The Unbearable Weight of Massive Talent
Age Rating: A
Directed by: Tom Gormican
Starring: Nicolas Cage, Pedro Pascal, Neil Patrick Harris
Rating: 4/5
Nicolas Cage movies have always been sort of 'out there,' in the sense that almost every single one of them is simultaneously worthy of cult film status, they all have their charm (yes, even Ghost Rider), and most of all, they're generally all entertaining.
What The Unbearable Weight of Massive Talent does is funnel several of them - largely those which could feasibly be compiled into a "undisputed Nic Cage greatest hits" list - into an action/comedy romp centred around Nic Cage, starring Nic Cage, as Nic Cage - doing Nic Cage things.
As an actor, Nicolas Cage is something of an enigma. His films have featured so many story elements that they can hardly be put together - military conspiracy, criminal conspiracy, occult conspiracy...the list, erm, goes on. But that's not the point, though Massive Talent's plot also features a conspiracy.

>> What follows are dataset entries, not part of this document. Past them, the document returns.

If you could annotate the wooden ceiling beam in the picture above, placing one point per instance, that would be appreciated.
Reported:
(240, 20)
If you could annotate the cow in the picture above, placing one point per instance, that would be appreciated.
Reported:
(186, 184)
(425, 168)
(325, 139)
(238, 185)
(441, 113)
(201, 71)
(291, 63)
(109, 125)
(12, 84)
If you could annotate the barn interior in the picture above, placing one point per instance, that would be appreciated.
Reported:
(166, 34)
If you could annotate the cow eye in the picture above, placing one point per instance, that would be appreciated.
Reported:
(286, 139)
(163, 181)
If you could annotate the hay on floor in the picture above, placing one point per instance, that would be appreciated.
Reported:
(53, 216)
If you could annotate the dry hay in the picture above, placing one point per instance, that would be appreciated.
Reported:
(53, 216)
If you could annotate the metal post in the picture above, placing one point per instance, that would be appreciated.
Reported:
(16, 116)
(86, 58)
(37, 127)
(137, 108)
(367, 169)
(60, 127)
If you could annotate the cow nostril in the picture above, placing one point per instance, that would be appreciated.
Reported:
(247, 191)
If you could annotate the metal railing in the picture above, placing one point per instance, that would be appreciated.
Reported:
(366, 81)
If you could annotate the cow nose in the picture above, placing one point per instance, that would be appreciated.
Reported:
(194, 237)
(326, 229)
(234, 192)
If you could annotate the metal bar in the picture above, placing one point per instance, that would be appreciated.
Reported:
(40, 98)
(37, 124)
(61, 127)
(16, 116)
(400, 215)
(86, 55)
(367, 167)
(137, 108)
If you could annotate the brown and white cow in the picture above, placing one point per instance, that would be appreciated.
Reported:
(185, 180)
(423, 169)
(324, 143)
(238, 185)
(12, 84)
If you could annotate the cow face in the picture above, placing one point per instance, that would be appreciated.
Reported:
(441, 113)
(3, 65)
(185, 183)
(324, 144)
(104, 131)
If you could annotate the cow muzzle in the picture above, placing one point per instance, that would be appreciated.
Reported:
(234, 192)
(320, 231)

The film features Nicolas Cage playing a version of himself, tormented between his love for acting, his more successful younger self, and his increasingly estranged family.
The first few minutes of the film feature what ultimately proves to be the driving conspiracy of the story - a high-profile kindapping, into which Cage is unwittingly pulled during a surprisingly heartfelt sojourn at the house of Javi Gutierrez, featuring Paddington 2, and the movie just sort of rolls with the increasingly weird things Nicolas Cage drives it into doing, sometimes literally.
The core of the film are Nicolas Cage and Javi, and their relationship from acquaintances to bosom buddies. For all intents and purposes, Pedro Pascal seems to play a stand-in for Cage's fanbase, taken to the logical extreme in that he has a literal cave full of Nicolas Cage memerobilia, and with an extensive knowledge of his movies, which are referred to and called out no less than 20 times, both directly and through a lot of plot-contrived, acid-fuelled nonsense that the two go through, sharing what is likely one of the best on-screen chemistries as the two literally build their performances off of each other, leading to a crescendo unlike any other Nicolas Cage movie.
But the film kind of takes a small dip when the afforementioned conspiracy rears its ugly head - a little thing called out earlier in the movie by Javi as the two discuss their own film, which, shockingly looks a lot in structure as Massive Talent when seen from the outside - which makes you wonder, is this really a movie or a rampant fever dream given physical form? Either way, the writers deserve a lot of credit for the numerous instances of (non)subtlety, and Tom Gormican deserves a lot of credit for bringing out the writing into a hugely colourful form.
The film is what you get when you let Nicolas Cage be Nicolas Cage - outrageous, larger-than-self and patently absurd, but just like Nicolas Cage the actor, Massive Talent has an endearing side to balance out the laughs and the action (no, Paddington 2 does not get all the credit for that). It's a true class piece in character acting.